Custom alert checks export metrics from the local system to Prometheus. A PromQL query uses these metrics to define the alert. For more information about writing custom checks, see the Prometheus documentation.

To create a custom alert, do the following:

  1. Copy the custom alert check script to /usr/share/univention-monitoring-client/scripts/ on the target Nubus for UCS system.

  2. Replace PLUGIN with the filename of your custom alert check script. Then make the script executable with the command in Listing 8.1.

    Listing 8.1 Make PLUGIN script executable#
    $ chmod a+x PLUGIN
    
  3. Write valid Prometheus metrics to a .prom file in /var/lib/prometheus/node-exporter/.

  4. In the Management UI, configure the custom alert. For details, see Configuration.

  5. Enter the Prometheus expression for the script metric in the Query expression field.

  6. Assign the custom alert to the required systems. For details, see Assign monitoring alerts to computers.

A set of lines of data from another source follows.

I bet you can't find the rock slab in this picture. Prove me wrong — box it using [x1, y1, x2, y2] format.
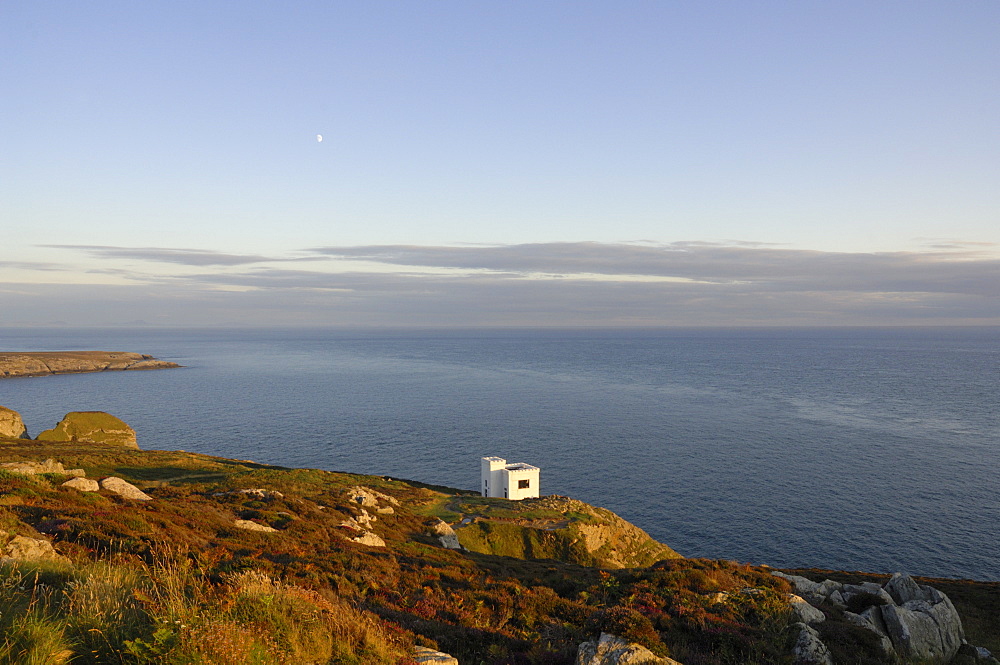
[349, 530, 386, 547]
[882, 597, 964, 664]
[429, 518, 462, 549]
[37, 412, 138, 449]
[0, 529, 68, 563]
[792, 623, 833, 665]
[788, 594, 825, 625]
[62, 477, 100, 492]
[100, 476, 152, 500]
[576, 632, 681, 665]
[234, 520, 278, 533]
[413, 646, 459, 664]
[1, 459, 85, 477]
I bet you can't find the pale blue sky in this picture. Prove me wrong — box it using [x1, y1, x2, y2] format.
[3, 2, 999, 326]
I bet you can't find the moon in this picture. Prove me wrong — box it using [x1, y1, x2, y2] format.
[316, 134, 323, 143]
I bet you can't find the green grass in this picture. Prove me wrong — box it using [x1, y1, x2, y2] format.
[412, 495, 463, 523]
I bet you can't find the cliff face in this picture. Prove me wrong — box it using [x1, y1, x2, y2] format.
[0, 351, 179, 378]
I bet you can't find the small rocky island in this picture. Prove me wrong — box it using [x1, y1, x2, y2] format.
[0, 351, 180, 378]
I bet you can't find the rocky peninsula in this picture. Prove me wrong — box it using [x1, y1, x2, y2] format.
[0, 351, 180, 378]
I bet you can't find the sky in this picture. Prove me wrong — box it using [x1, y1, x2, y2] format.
[3, 1, 999, 327]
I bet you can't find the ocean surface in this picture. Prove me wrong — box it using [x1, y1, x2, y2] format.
[1, 327, 997, 580]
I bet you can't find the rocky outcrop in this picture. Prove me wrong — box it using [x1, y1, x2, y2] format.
[348, 530, 386, 547]
[37, 412, 138, 449]
[792, 623, 833, 665]
[774, 571, 965, 665]
[576, 633, 681, 665]
[62, 477, 100, 492]
[428, 518, 462, 549]
[413, 646, 459, 664]
[99, 476, 152, 500]
[1, 458, 85, 477]
[344, 486, 400, 509]
[340, 510, 376, 530]
[0, 405, 29, 438]
[234, 520, 278, 533]
[788, 594, 825, 625]
[844, 609, 895, 656]
[880, 573, 965, 665]
[0, 529, 68, 563]
[456, 495, 681, 569]
[0, 351, 180, 378]
[338, 486, 394, 547]
[213, 488, 285, 500]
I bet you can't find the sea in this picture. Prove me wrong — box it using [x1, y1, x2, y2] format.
[0, 326, 997, 581]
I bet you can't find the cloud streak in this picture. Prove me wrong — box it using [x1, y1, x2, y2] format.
[5, 242, 999, 327]
[310, 242, 1000, 296]
[41, 245, 317, 267]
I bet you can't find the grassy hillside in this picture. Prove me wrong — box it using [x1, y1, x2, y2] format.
[0, 434, 996, 664]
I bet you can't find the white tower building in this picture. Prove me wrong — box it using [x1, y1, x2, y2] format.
[481, 456, 540, 500]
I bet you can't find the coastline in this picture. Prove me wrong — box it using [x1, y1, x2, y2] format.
[0, 351, 181, 378]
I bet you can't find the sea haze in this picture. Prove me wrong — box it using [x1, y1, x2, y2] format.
[1, 327, 997, 580]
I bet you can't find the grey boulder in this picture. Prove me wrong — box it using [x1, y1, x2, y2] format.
[576, 632, 681, 664]
[791, 623, 833, 665]
[62, 477, 100, 492]
[99, 476, 152, 501]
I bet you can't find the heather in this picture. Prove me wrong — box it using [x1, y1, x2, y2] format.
[0, 436, 997, 664]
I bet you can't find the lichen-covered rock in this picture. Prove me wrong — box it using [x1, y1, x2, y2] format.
[0, 405, 29, 438]
[788, 594, 825, 625]
[1, 458, 86, 477]
[576, 632, 681, 664]
[0, 529, 69, 563]
[773, 572, 822, 596]
[791, 623, 833, 665]
[413, 646, 459, 664]
[234, 520, 278, 533]
[878, 573, 964, 665]
[344, 485, 400, 508]
[885, 571, 930, 604]
[882, 598, 964, 664]
[844, 609, 895, 657]
[349, 530, 386, 547]
[37, 411, 138, 449]
[99, 476, 152, 500]
[428, 518, 462, 549]
[62, 477, 100, 492]
[212, 488, 285, 500]
[841, 582, 895, 607]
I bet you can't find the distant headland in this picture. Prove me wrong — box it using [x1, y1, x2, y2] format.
[0, 351, 181, 378]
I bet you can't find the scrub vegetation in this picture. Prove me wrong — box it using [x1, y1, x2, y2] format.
[0, 435, 997, 664]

  7. Verify that Prometheus reads the exported metrics. For example, confirm that the metric appears in Prometheus and that the alert is available in the alert configuration.

Note

All alert checks that Nubus for UCS provides use Python. Custom checks can use Perl, Python, or shell scripts. These checks don’t require external libraries or programs unless the script uses them.

See also

Metric and label naming

for information about Prometheus naming conventions.

Exposition formats

for information about text-based format of a .prom file.